AAP: Group Decisions Benefit Kids With Disabilities

Shared decision-making (SDM) involving patients and physicians to develop treatment plans should always be used for children with disabilities, stated a clinical report from the Academy of Pediatrics.

For children with disabilities and their families, health-related quality-of-life issues can happen at any time and SDM offers clinicians the ability to create collaborative and informed decisions about care, stated Richard C. Adams, MD, FAAP, and colleagues.

"With the increase of knowledge of and functional use of SDM skills, the clinician will become an effective partner in the decision-making process with families, providing family-centered care. The outcome of the process will support the beneficence of the physician, the authority of the family, and the autonomy and well-being of the child," the authors wrote in Pediatrics.

The report specifically suggested the practice for children with acquired and developmental disabilities, intellectual disabilities, neurodevelopmental disabilities, and those in the state foster care system with intellectual or developmental disabilities.

Key components of shared decision-making include ensuring that information is exchanged in both directions, that all parties are aware of treatment options, and that everyone brings their knowledge and values-related priorities equally into the decision-making process.

Adams and colleagues wrote that it is best to begin developing consensus about routine decisions early, so that in the event of a situation that requires significant decisions, a framework has already been established.

They also noted that it is important to include children in these discussions and provide them with age-appropriate information about their condition as this can help them better understand their condition and treatment options, reduce fear, enhance self-confidence and acceptance, and improve collaboration with treatment decisions.

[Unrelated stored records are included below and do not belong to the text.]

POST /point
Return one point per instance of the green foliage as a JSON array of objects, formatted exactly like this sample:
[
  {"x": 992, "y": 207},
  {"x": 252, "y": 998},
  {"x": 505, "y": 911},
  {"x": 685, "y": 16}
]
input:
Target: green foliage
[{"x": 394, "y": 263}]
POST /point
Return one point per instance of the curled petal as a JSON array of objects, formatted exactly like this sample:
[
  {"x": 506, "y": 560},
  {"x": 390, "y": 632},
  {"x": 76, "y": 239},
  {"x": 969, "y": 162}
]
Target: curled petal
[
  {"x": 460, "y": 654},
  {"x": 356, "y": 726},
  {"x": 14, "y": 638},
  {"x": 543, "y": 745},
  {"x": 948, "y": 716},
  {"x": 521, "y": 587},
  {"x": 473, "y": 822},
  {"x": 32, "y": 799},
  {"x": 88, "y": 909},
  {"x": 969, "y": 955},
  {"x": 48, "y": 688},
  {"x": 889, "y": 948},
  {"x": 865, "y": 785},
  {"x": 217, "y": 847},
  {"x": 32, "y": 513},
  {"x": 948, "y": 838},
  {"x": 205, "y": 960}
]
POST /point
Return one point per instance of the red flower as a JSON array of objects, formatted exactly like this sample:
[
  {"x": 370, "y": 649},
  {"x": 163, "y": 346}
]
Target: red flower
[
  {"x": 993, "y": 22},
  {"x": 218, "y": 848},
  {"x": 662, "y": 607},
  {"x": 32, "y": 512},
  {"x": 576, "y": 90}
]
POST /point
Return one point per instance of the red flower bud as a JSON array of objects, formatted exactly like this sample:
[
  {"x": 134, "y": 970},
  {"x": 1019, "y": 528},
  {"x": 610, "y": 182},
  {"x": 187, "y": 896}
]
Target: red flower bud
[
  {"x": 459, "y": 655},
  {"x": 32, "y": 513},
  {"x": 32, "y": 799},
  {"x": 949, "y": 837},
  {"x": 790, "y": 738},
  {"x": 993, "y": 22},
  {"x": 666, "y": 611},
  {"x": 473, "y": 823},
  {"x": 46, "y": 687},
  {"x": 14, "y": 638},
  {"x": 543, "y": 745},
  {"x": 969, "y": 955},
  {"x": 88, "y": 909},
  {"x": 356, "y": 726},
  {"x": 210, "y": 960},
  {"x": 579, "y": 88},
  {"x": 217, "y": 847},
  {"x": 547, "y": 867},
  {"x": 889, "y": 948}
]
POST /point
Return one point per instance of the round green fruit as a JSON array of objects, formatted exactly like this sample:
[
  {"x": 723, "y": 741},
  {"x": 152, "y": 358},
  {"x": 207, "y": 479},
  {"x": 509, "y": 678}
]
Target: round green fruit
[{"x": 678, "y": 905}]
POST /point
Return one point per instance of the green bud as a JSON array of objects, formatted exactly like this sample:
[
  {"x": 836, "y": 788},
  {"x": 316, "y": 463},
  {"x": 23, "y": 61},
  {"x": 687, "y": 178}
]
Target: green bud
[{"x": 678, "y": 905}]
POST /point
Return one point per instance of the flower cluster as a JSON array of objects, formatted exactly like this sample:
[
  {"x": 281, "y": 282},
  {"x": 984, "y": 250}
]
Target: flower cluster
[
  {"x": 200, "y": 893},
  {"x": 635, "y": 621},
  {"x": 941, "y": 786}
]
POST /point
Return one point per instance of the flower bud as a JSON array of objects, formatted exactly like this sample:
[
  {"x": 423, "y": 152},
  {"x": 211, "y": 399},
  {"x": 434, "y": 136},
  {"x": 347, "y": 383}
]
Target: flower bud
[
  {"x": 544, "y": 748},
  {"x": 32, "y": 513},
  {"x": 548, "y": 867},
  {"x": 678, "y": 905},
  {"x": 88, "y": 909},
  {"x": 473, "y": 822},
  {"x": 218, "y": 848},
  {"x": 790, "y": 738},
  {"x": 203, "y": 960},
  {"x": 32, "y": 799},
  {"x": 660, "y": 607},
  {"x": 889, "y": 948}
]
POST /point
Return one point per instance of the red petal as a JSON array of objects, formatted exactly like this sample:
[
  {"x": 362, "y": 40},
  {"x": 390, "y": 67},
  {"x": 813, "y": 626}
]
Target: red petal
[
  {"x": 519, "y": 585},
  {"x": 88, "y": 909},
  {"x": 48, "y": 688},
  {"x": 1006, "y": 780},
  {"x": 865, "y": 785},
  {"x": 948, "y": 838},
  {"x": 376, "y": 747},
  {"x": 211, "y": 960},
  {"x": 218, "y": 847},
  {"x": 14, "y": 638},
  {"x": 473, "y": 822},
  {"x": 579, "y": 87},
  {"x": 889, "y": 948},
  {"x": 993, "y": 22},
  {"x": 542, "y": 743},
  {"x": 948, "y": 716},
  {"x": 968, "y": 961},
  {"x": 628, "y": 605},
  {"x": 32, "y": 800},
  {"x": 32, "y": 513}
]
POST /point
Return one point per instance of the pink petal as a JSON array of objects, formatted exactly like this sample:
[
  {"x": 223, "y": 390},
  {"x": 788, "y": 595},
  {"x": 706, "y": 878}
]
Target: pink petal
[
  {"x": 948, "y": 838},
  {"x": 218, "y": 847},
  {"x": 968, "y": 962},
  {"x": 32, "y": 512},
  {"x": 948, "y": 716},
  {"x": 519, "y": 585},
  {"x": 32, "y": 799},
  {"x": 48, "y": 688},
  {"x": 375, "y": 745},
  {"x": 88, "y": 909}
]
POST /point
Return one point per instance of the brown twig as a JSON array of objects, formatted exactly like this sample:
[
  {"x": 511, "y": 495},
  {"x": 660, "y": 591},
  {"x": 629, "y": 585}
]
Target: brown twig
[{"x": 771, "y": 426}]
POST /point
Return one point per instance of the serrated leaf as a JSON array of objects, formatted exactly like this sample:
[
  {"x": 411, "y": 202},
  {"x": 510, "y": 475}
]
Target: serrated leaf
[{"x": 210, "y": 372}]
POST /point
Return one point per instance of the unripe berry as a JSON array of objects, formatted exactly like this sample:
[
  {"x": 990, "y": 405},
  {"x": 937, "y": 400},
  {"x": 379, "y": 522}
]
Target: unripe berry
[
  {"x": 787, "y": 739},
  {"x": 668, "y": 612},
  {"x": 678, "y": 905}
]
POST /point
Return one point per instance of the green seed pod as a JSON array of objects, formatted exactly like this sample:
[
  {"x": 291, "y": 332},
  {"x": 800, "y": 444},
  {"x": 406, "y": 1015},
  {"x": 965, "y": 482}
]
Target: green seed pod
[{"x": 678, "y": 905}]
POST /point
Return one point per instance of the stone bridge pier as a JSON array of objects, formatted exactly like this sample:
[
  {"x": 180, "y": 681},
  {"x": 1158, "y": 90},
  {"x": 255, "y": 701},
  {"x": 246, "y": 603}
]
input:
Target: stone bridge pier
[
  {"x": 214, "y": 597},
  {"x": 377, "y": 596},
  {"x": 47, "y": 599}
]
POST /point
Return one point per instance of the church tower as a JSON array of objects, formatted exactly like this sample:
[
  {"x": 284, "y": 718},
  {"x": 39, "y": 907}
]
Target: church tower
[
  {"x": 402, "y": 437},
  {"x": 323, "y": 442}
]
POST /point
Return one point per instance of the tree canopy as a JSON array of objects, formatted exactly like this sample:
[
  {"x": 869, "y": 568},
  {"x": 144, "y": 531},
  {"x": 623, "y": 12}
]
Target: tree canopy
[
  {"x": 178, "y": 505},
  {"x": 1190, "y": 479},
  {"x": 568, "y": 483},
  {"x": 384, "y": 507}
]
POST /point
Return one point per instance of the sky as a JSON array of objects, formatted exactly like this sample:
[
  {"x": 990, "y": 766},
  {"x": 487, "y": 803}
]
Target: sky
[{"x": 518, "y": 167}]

Several "practical steps" that are common to any SDM process include:

• Acknowledge that a decision needs to be made
• Identify salient stakeholders and formulate an equality of partners for the process
• Present, without bias, the spectrum of treatment options reasonably available
• Review risks and benefits of the options being considered
• Present at appropriate level for the child and investigate their understanding
• Identify preferences and priorities of all parties actively involved
• Reach a decision and arrange a revisiting of the decision to ensure closure

The report noted that although research on pediatric SDM is limited, there have been previous studies which focused on the facilitators and barriers to using SDM, as well as the impact of families.

Barriers included patient characteristics, health system constraints, power imbalance in a relationship, language barriers between families and clinicians, attitudinal biases, and knowledge deficits of clinicians, while common facilitators for the use of SDM included provider motivation, positive impact on clinical process, and patient outcomes.

Parental decision-making on behalf of a child may involve influences, including cultural norms, community standards, impact on siblings, previous experiences, and religious faith.

Adams and colleagues called for further research into measures specific to SDM-related constructs, as well as selection of outcomes measures such as child satisfaction and positive medical outcomes.

They also recommended development of better decision-support tools and technologies.

"These tools should support validity in areas of information presentation, values clarification, and the decision deliberation process. Integration of tools into electronic medical records would support easier and more widespread use," they wrote.